In 1986 the commission placed a moratorium on commercial whaling until the level of whale stocks was established. Ever since the anti-whaling majority on the commission has blocked progress on what is known as the Revised Management Scheme (RMS), a formula that would determine a quota for different whale species based on a sustainable yield. If the RMS was agreed to, then the moratorium would collapse and Japan and Norway could return to full-scale hunting. Based on guesstimates of the likely renewed whale stock, this could mean Norway raising its annual catch from 550 minkes to 2000, and possibly extending the hunting to other species. In the Japanese case, it would allow them to hunt several thousand more whales.

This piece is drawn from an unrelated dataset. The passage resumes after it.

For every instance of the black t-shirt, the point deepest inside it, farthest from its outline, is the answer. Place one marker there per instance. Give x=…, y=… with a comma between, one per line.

Paving the way for the RMS, Japan and Norway have introduced a DNA tagging scheme. DNA samples are taken from every whale killed and held in a data bank. Hence it would be possible to trace whale meat on sale to the boat and the time when it was killed. This proposal, though it has yet to convince critics, is designed to prevent pirate whaling and the killing of protected whale species. Theoretically, the use of such a scheme and the provision of international inspectors on whaling boats should also make it feasible to police whaling to agreed quotas of abundant species like the minke.
In a twin-pronged strategy, the anti-whaling majority has fought a long rearguard bureaucratic campaign to delay implementation of the RMS and in the meantime seek to declare most of the world’s oceans as whale sanctuaries. The unspoken plan is to establish the RMS only when there is nowhere legally to whale. “I don’t know of any fisheries body where the majority of members think it’s immoral to fish,” said one of the IWC scientific advisers.
Next year the International Whaling Commission will meet in Japan but, apart from whale meat being on the conference hotel menu, no one expects the log jam to unlock. In both political and propaganda terms the struggle over whaling is a biblical contest between absolutes, where reason and argument have no place.
For years slogans such as “Save the Whale” were enough to help reverse man’s huge ecological crime in the mass slaughter of whale species. But simple slogans wear out over time because they mask complex realities. Can we “Save the Whale” and “Save the Lofoten islanders” at the same time? Do those who live in the warm urban centres of humanity London, Paris, Washington have the right to dictate the lives, and meal menus, of small communities in the colder, wilder places of the planet. And can we bring an end to the futile battle of extinction between environmentalist and whaler?